Nous présentons ici l’essentiel du discours de ces trois personnalités.
- Patrick Gautrat
Le début de l’utilisation du sport comme Soft Power remonte à l’entre-deux-guerres, avec les régimes fasciste (JO de Berlin, 1936; Coupe du Monde en Italie, 1938). Il est évident que le sport a permis à certains pays d’apparaître à l’international et/ou de faire de la propagande de manière particulièrement efficace (Argentine 1978, Hongrie 1954). L’Allemagne de la coupe du Monde de 2006 a marqué le Monde par l’atmosphère (et moins par les équipes), ce qui a changé l’image de l’Allemagne à l’international.
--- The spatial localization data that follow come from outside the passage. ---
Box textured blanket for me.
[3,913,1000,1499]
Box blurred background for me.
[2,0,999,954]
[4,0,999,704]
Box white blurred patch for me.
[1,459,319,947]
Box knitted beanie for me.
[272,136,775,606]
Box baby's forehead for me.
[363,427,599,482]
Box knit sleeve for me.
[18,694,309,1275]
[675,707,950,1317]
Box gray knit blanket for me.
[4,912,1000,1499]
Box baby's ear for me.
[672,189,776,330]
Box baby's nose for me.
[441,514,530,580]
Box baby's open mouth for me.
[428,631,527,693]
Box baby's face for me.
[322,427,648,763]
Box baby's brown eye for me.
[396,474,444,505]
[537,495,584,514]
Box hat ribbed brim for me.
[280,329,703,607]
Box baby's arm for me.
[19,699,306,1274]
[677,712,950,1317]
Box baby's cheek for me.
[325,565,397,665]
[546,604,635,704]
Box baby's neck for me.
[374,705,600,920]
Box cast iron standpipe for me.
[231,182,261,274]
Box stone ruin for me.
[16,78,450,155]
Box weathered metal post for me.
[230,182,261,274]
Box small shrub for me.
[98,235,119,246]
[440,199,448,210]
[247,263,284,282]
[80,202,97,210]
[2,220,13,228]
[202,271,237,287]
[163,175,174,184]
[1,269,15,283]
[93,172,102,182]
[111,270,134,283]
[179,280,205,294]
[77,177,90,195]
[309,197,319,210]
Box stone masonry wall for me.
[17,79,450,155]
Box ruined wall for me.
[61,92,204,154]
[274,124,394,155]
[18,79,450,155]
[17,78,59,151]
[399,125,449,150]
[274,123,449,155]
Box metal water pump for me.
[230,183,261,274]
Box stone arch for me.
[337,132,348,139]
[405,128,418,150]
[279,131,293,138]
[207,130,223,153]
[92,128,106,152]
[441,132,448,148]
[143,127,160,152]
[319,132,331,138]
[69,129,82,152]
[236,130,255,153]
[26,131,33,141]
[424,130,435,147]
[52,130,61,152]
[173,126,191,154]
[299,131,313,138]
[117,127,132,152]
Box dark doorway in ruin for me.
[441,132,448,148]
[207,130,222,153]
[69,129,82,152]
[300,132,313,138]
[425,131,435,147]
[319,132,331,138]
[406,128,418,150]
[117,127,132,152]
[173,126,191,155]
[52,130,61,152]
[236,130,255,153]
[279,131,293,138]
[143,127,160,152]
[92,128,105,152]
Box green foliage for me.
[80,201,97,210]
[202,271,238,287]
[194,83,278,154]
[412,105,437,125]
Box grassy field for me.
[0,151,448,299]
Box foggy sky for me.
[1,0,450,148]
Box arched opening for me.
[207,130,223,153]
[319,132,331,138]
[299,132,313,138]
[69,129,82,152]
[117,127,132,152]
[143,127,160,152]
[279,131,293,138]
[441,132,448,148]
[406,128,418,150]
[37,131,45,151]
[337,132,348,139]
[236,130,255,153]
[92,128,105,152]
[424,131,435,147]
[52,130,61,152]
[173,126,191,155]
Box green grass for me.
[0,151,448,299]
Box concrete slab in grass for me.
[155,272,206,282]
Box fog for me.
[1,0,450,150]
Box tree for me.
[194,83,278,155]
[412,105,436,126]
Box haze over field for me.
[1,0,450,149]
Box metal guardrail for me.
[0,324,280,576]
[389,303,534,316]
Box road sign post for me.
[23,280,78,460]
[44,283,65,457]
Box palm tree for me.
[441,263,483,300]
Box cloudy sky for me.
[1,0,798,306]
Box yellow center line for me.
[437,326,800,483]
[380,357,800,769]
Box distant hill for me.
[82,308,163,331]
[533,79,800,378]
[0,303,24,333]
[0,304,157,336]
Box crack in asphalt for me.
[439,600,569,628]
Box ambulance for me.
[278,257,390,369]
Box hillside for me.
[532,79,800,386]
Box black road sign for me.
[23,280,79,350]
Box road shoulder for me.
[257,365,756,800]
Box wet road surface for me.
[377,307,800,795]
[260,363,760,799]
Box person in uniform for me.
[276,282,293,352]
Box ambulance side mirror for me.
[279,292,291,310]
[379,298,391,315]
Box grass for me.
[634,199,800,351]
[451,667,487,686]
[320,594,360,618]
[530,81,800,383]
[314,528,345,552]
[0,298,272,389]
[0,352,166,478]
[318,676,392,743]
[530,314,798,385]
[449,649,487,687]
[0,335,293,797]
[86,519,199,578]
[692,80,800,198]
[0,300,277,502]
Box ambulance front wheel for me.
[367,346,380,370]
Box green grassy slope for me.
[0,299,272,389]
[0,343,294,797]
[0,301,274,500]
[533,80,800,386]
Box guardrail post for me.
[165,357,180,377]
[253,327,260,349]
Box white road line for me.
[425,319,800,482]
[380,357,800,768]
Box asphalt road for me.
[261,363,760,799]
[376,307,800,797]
Les Français sont lents à comprendre l’influence du sport au niveau diplomatique, tandis que d’autres, notamment les régimes populistes, l’ont vu bien plus tôt. En effet, le sport a d’abord été rejeté à l’échelle diplomatique, c’était une activité cantonnée à la vie privée. Cette réaction s’opposait totalement à la situation de la culture, qui intéressait quant à elle particulièrement les ambassades. De manière assez étrange, la France a réalisé de nombreux événements sportifs, mais sans lendemain. Il n’y a jamais eu de politique liée au sport, pas de politique de promotion des événements réalisés, même si la plupart des événements ont eu des effets bénéfiques, ce qui est assez paradoxal (Euro 1984, Albertville 1994).
La Coupe du Monde de 1998 marque un tournant. Malgré un retard sur la construction du parc des stades français, cette coupe du monde a été une belle compétition (équilibre financier, victoire et beaucoup de spectateurs, beaucoup de médiatisation). Il y a cependant eu des ratés : mascotte, stade de France (obsolète dès sa construction, il ne permettras pas d’obtenir de nouvelles compétitions). À cette occasion, Gautrat est nommé comme ambassadeur du sport. Les responsables sportifs français étaient à l’époque incapables de s’exprimer en anglais, ce qui a été un des manques du sport français, même si le français est une langue olympique.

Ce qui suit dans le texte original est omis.